God had written a sacred story across Australia with its crumpled brown earth, now and again rivers, eucalypts stretching green fingers into blue skies, Uluru’s red heart, ancient purple mountains, the criss-cross of songlines and a huge mandala of a coastline hugging it all together.

Country is the word of life for Australia’s First Nation people. For sixty five thousand years they have storied it into their culture, singing and dancing the way they experience it into songlines, language and movement. Miriam-Rose Ungunmeer-Baumann, an educator and artist who was born in the bush near Daly River in the Northern Territory of Australia, puts it this way: “ The identity we have with the land is sacred and unique . . .  I believe it is the greatest gift we can give our fellow Australians . In our language it is called dadirri. . .  it is something like what you call contemplation”.

My grandparents, and their parents before them, were farmers. Even though the farm house is long gone, in the scrapbook of my memory there is a house with a veranda, and beyond that an endless horizon tucking in vast, stretched-out wheat and barley paddocks and distant sand hills. On the rare occasions I revisit the site I am filled with a sense of home. It was like I belonged there, and all that went with that belonging is still inside me, even though I grew up in a big city.

 It explained the at-homeness of my young adult years spent teaching in remote areas of the Northern Territory. The faded out colours, the stillness, the space, the silence of that landscape seems to have merged into my DNA, moving me beyond everyday horizons and into the deeper spiritual dimensions of life.

There’s such a thing as the spirituality of the land and how we read it can draw out the mystic that hides inside each of us. It could be a camping spot high in a mountain range or a bush block beside a river, maybe a coastal town where sleep is backgrounded by a heard-but-not-seen ocean. You might love the spacious whiteness of fresh snow or the deep silence of the Nullarbor. Or something as everyday as walking the dog in a suburban park. There’s a mysticism there, something familiar but also hidden, possibly a tug back to a forgotten memory.

Morris West observed that “Aboriginal people have no temples, only places where the treasures of their Dreamtime memory are preserved in a special fashion. “They know what it is to be totally aware of the feel of a place; the sounds, the movement of the wind, the colours, the scents, the stories and emotions that surround it. They call it the Dreaming, alcheringa.”  

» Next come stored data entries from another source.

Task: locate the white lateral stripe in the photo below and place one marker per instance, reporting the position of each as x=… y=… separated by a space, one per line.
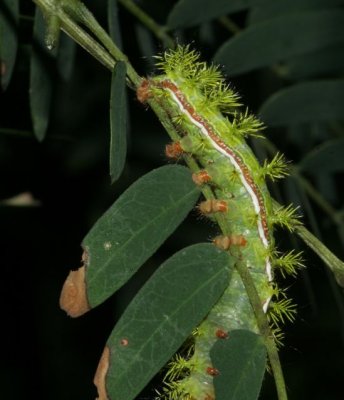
x=247 y=186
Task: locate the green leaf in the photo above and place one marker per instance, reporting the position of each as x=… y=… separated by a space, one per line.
x=267 y=9
x=327 y=157
x=113 y=22
x=66 y=56
x=241 y=361
x=9 y=15
x=40 y=79
x=163 y=315
x=188 y=13
x=308 y=101
x=134 y=227
x=277 y=39
x=118 y=121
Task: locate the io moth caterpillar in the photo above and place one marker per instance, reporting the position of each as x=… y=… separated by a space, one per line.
x=204 y=111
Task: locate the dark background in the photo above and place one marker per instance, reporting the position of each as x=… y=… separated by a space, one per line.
x=44 y=353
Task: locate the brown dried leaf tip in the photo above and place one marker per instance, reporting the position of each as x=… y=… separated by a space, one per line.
x=73 y=298
x=100 y=376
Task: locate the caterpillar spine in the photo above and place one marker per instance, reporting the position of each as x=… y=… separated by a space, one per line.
x=204 y=109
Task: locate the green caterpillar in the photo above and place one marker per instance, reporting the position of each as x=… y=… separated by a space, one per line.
x=204 y=111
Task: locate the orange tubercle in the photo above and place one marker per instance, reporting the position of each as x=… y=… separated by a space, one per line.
x=221 y=334
x=143 y=92
x=173 y=150
x=201 y=177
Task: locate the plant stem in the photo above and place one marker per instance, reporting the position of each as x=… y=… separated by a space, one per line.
x=51 y=9
x=158 y=30
x=76 y=33
x=264 y=329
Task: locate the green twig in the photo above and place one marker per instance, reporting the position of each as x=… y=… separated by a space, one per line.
x=148 y=21
x=264 y=329
x=334 y=263
x=67 y=24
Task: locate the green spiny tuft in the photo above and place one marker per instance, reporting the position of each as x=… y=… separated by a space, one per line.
x=286 y=217
x=177 y=368
x=172 y=391
x=277 y=168
x=222 y=96
x=288 y=263
x=181 y=61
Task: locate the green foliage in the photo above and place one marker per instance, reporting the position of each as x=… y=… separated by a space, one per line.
x=9 y=15
x=241 y=361
x=134 y=227
x=284 y=36
x=308 y=101
x=40 y=80
x=286 y=60
x=158 y=321
x=118 y=121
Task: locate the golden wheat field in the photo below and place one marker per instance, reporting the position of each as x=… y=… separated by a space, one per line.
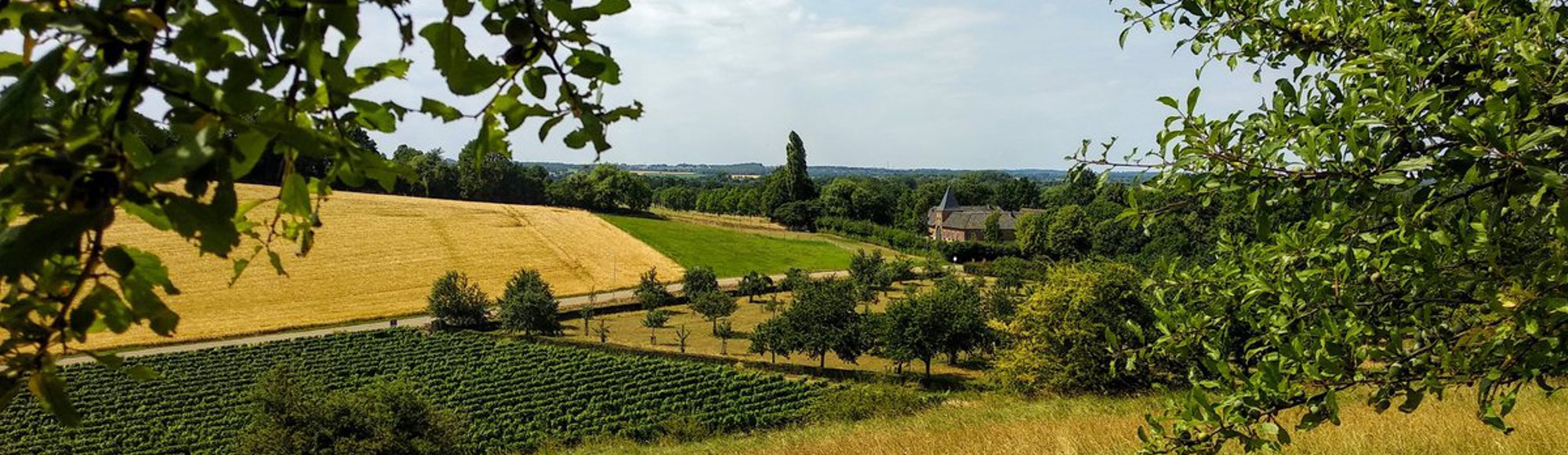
x=377 y=255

 Aboriginal mysticism seeks a oneness with the environment in a way that is distinctly theirs. But I’m a non-Aboriginal Australian and even though my religious and spiritual journey is set against the same backdrop it’s not underpinned by generations of the Dreaming.

Catholic priest and anthropologist Eugene Stockton says, “If you were born on this land, by Aboriginal belief you have pre-existed here, like them, from the timeless Dreaming. So on their reckoning, you have with them a common bond and common spiritual roots in this continent, although racial roots through your parents, lie elsewhere.’’

There is no question of us appropriating the Dreaming, but we can learn to read God from the landscape that calls us, gently scraping it layer by layer, as its deeper meaning shows itself. This, if you like, is our Dreaming.